The good DICs implement the concept of “scope”. There can be, for example, a “request” scope. So if you ask the DIC for the same request-dependant service multiple times, you’ll get the same shared instance, but only within the context of your HTTP request. Different requests will get different instances.

Some examples:

Indeed, but a lot of the popular DICs such as Symfony’s default to retrieving the same instance unless they’re told not to… this behaviour will cause a lot of things to break using an application server (as above) because it will treat objects as shared when they probably shouldn’t be.

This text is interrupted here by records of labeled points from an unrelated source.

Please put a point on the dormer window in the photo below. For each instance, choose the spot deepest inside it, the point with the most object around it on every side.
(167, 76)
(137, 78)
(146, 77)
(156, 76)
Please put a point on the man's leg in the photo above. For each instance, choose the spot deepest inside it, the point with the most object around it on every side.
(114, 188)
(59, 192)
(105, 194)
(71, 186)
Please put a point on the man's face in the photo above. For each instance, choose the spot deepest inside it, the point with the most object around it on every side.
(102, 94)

So when you use the DIC to create an instance of a MVC model, all users get the same one… which in most cases isn’t what you want to happen.

When you only have one instance of a class in the application the scope makes zero difference, defaulting to retrieving the same instance will cause strange side effects as soon as that is no longer the case.

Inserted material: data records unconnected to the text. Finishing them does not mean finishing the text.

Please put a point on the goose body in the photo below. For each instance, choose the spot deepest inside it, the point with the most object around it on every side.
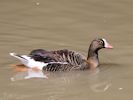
(63, 60)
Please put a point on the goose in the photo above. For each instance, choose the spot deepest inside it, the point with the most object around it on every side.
(64, 60)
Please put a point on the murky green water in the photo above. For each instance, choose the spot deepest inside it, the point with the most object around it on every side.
(72, 24)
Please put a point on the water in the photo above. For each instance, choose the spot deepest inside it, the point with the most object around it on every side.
(29, 24)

Your complaint depends on services neglecting to define their scope.

And DIC’s have picked singleton/container scope as the default because that’s what the vast majority of services will want to be. I recall one of the lead developers of Drupal 8 trying to tell you exactly the same thing, but I can see you’re still not convinced. I guess everyone’s still doing it backwards—except Tom.

I guess it depends if you’re using a DIC as a DIC or a service locator. If you’re using it as a Service Locator then it does make sense to retrieve the same instance each time, if you’re using it as a DIC then most objects will want to be unique instances. It’s only by luck that the container is destroyed/recreated on each request that it doesn’t cause any problems.

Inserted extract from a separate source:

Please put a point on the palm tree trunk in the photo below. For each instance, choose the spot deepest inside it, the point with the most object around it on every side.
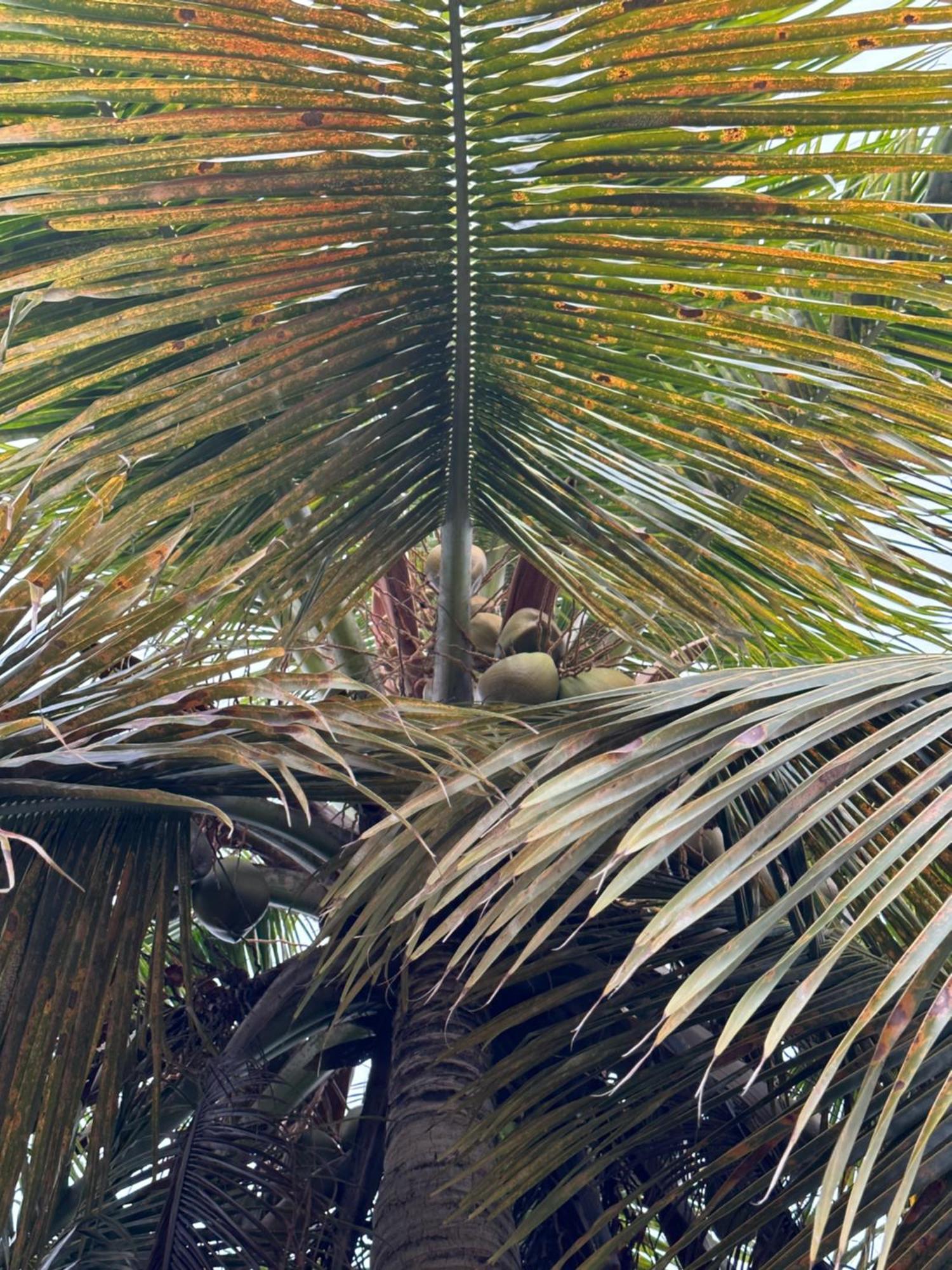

As I said to that same Drupal Developer, as an analogy it’s like requesting a browser window from the DIC. In your world, next time you do that you get the same: Window History for back/forward, DOM, JavaScript state, URL, address bar and making changes to one window will then affect the other. This isn’t apparent and doesn’t cause a single issue when you only have one window open at a time. Yes there are some services that are shared: Browser history, Extensions, Configuration, etc, however, these are a small % of the actual application.

No, it doesn’t.

I, and Drupal, and Symfony, and Java Spring, and probably many more, all seem to disagree with you there.

Argumentum ad populum isn’t a reason to do anything, besides if we’re going down that root most java devs have dropped spring for guice which does not.